As fotografias aéreas dos cenários de 1962, 1972, 1988 e 1995 apresentam distorções que variam do centro (próximo da realidade do terreno) para as bordas (maior distorção da realidade) referentes ao vôo, às condições de tempo, natureza do material utilizado, etc. Tal fator influenciou na qualidade do alinhamento das imagens tanto no que se refere ao alinhamento das quadras quanto ao alinhamento dos setores de fundo de vale. Assim, realizou-se a fotointerpretação a partir do uso do estereoscópio de bolso em alguns setores, conforme a necessidade. Observa-se que, apesar do avanço das tecnologias, o uso do estereoscópio de bolso prevalece como melhor opção para a extração de dados durante a fotointerpretação. Apesar desta questão, considera-se que a utilização do software permitiu a otimização do tempo para a elaboração das cartas geomorfológicas, sendo, portanto, importante para a pesquisa.

As imagens geradas no aplicativo StereoPhoto Maker – com visualização da terceira dimensão, foram georreferenciadas de acordo com a base cartográfica no software Arc GIS 9.2. As técnicas de criação de simbologias das feições identificadas no sistema relevo foram realizadas de acordo com as considerações de Paschoal, Conceição e Cunha (2010).

Desta forma, para cada simbologia é criado um arquivo vetorial específico (linha de cumeada suave, fundo de vale em v, fundo de vale plano, vertente côncava, vertente convexa, etc). Após, utilizando o comando editor, com o auxílio dos óculos 3D, os dados relevantes obtidos na fotointerpretação foram cartografados, considerando a escala da pesquisa.

O software apresenta algumas restrições quanto à criação de cartas geomorfológicas. A elaboração da legenda automática é incipiente e confusa, de maneira que deve ser feita separadamente em outro software. Assim, nesta pesquisa, optou-se pela elaboração comandada pelo usuário, utilizando o software Corel Draw.
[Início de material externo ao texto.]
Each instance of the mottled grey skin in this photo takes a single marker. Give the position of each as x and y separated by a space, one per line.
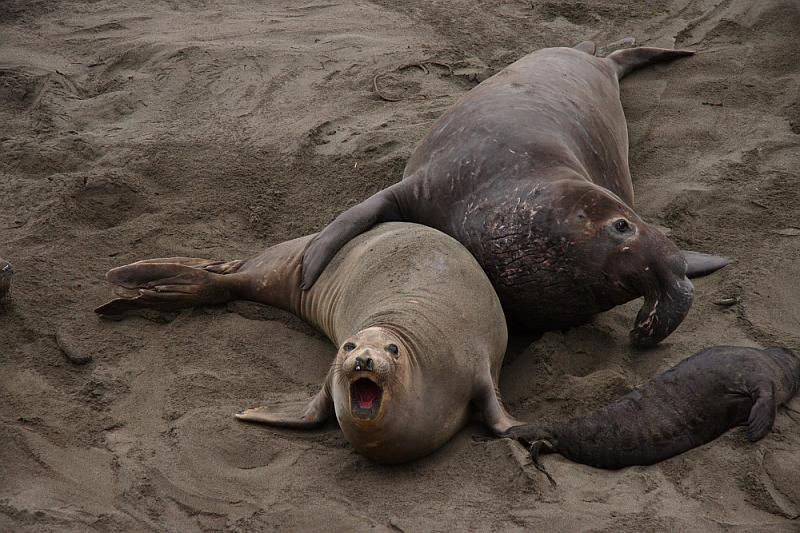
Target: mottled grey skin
6 275
401 285
529 170
687 406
Outra restrição refere-se à morfografia: o tamanho da feição é modificado de acordo com o zoom dado pelo usuário. Assim, a feição deve ser mapeada de maneira detalhada, porém deve ser representada por símbolo cujo tamanho tem que ser definido na escala de impressão utilizada.
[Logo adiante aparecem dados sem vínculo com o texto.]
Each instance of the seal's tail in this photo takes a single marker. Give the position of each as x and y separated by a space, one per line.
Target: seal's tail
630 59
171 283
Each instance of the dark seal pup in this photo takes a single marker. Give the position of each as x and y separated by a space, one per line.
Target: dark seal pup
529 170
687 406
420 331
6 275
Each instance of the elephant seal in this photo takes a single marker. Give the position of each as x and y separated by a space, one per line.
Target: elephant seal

O Arc GIS 9.2 permite a quantificação de dados representados por polígonos e por linhas, possibilitando um diagnóstico quantitativo da área de estudo, importante na análise da carta geomorfológica, dado seu viés técnico e prático para a gestão ambiental.

Para a realização do mapeamento de 2010, as ortofotos referentes a esse cenário contendo o SIRGAS2000 como sistema de referência, foram georreferenciadas de acordo com a base cartográfica no software Arc GIS 9.2 com Datum Córrego Alegre a fim de padronizá-

lo com os demais documentos cartográficos construídos. As técnicas utilizadas para a espacialização da morfografia também seguiram as orientações de Paschoal, Conceição e Cunha (2010).

Apesar da impossibilidade de realizar a estereoscopia das imagens referentes ao cenário de 2010, a identificação das feições foi facilitada pela escala das ortofotos (1:1.000). Os dados MDS permitiram a visualização das rupturas topográficas, caimentos topográficos e caimentos antrópicos (áreas que sofreram cortes ou aterros modificando o caimento topográfico ou a dinâmica de escoamento superficial, comuns nos ambientes urbanizados). Apesar do cenário de 2010 aproximar-se do atual (2015), foi realizada extensa reambulação desse mapeamento por meio de trabalhos de campo.